Using a Python program, I got the correct optimal worst-case cost (code at bottom). What I noticed was that $$f(n, n-k) = n-1$$ for a fixed $k$ after $n$ is sufficiently high. For example for $k = 7$, $f(n, n-7) \not = n-1$ only for $ n \le 10$. More generally, numerical results strongly suggest that $f(n, n-k) = n-1$ if $$n \ge \left\lfloor \frac{3k+1}{2} \right\rfloor$$

Equivalently, $f(n, m) = n-1$ for $$m \ge \left\lceil \frac{n}{3} \right\rceil$$

The Python code is rather slow - it bruteforces every possible branch. I didn't implement alpha-beta pruning as I could have.

def f(n, m, dic1 = {}, dic2 = {}):
    T = (n, m)
    if T in dic1:
        return dic1[T]
    if m == 0:
        dic1[T] = 0
        return 0
    if m == 1:
        dic1[T] = math.ceil(math.log2(n))
        return dic1[T]
    if n == m:
        dic1[T] = 0
        return 0
    elif n == m+1:
        dic1[T] = m
        return m

    dic1[T] = g((), n, m, dic1, dic2)

    return dic1[T]

def g(P, b, c, dic1, dic2):
    #precondition: P[-1] != 0
    #would also speed up computation since more memoization possibility
    T = (P, b, c)
    #T = (tuple, int, int)

    numPiles = sum(P)
    totalCoins = sum((i+1)*P[i] for i in range(len(P)))+b

    if T in dic2:
        return dic2[T]
    if c == numPiles:
        #one coin in each pile
        dic2[T] = sum(P[i]*f(i+1, 1, dic1, dic2) for i in range(len(P)))
        return dic2[T]

    if c == totalCoins:
        #all the remaining coins are counterfeits
        dic2[T] = 0
        return 0

    worstCase = math.inf
    for index in range(len(P)):
        if P[index] != 0:
            #can only ask if there is a pile with that many coins
            t = index+1 #to adjust for 0-based indexing
            for m1 in range(1, min(t-1, totalCoins-c)+1):
                tmpP = P[:t-1]+(P[t-1]-1,)+P[t:]

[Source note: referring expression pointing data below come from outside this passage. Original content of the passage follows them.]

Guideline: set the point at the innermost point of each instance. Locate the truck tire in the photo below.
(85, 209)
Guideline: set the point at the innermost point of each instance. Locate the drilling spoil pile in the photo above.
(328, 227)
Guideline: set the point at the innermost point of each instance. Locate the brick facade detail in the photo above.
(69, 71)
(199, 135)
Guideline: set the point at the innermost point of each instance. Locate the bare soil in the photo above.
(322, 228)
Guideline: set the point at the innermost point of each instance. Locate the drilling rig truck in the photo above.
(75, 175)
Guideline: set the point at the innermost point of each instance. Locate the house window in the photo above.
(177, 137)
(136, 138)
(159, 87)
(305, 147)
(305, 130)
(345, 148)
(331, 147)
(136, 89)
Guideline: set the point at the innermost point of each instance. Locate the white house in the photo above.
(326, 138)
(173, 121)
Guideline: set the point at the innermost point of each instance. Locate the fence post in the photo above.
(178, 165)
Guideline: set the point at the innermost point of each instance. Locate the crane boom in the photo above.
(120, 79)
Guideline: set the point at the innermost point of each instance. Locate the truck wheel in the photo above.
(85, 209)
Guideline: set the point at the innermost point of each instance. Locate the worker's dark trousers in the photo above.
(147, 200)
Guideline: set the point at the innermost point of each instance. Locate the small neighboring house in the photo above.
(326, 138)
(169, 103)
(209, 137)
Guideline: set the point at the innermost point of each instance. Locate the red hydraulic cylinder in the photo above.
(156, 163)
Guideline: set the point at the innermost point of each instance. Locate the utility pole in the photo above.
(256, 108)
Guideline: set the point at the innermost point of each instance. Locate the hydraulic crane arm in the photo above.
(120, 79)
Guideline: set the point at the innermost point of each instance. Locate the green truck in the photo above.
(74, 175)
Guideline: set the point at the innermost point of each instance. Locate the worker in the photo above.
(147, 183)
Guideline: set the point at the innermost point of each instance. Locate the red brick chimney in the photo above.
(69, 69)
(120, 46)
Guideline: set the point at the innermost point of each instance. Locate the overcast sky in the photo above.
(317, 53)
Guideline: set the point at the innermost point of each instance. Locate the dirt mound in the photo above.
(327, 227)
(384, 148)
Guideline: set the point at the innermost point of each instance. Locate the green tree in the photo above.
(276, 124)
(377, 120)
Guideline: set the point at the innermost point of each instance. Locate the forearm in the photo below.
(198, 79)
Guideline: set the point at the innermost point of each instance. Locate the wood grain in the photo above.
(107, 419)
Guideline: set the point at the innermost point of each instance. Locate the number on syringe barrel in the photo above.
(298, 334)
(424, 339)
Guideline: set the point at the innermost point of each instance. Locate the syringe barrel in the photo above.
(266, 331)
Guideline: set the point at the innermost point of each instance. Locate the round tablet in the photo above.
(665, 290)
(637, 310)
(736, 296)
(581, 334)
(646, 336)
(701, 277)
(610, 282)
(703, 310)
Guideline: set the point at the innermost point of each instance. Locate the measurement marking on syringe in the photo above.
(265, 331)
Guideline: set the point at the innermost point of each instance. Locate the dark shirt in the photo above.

                firstNewP = tmpP[:m1-1]+(tmpP[m1-1]+1,)+tmpP[m1:]
                secondNewP = tmpP[:t-m1-1]+(tmpP[t-m1-1]+1,)+tmpP[t-m1:]

                while len(firstNewP) > 0 and firstNewP[-1] == 0:
                    #to make sure that the last element is not zero
                    firstNewP = firstNewP[:-1]

                while len(secondNewP) > 0 and secondNewP[-1] == 0:
                    #to make sure that the last element is not zero
                    secondNewP = secondNewP[:-1]

                comp = 1+max(g(firstNewP, b+t-m1, c, dic1, dic2), g(secondNewP, b, c, dic1, dic2))
                if comp < worstCase:
                    worstCase = comp

    for m2 in range(1, min(b, totalCoins-c)+1):
        if len(P) < m2:
            firstNewP = P+(0,)*(m2-len(P))
        else:
            firstNewP = P
        firstNewP = firstNewP[:m2-1]+(firstNewP[m2-1]+1,)+firstNewP[m2:]
        comp = 1+max(g(firstNewP, b-m2, c, dic1, dic2), g(P, b-m2, c, dic1, dic2))
        if comp < worstCase:
            worstCase = comp

    dic2[T] = worstCase
    return worstCase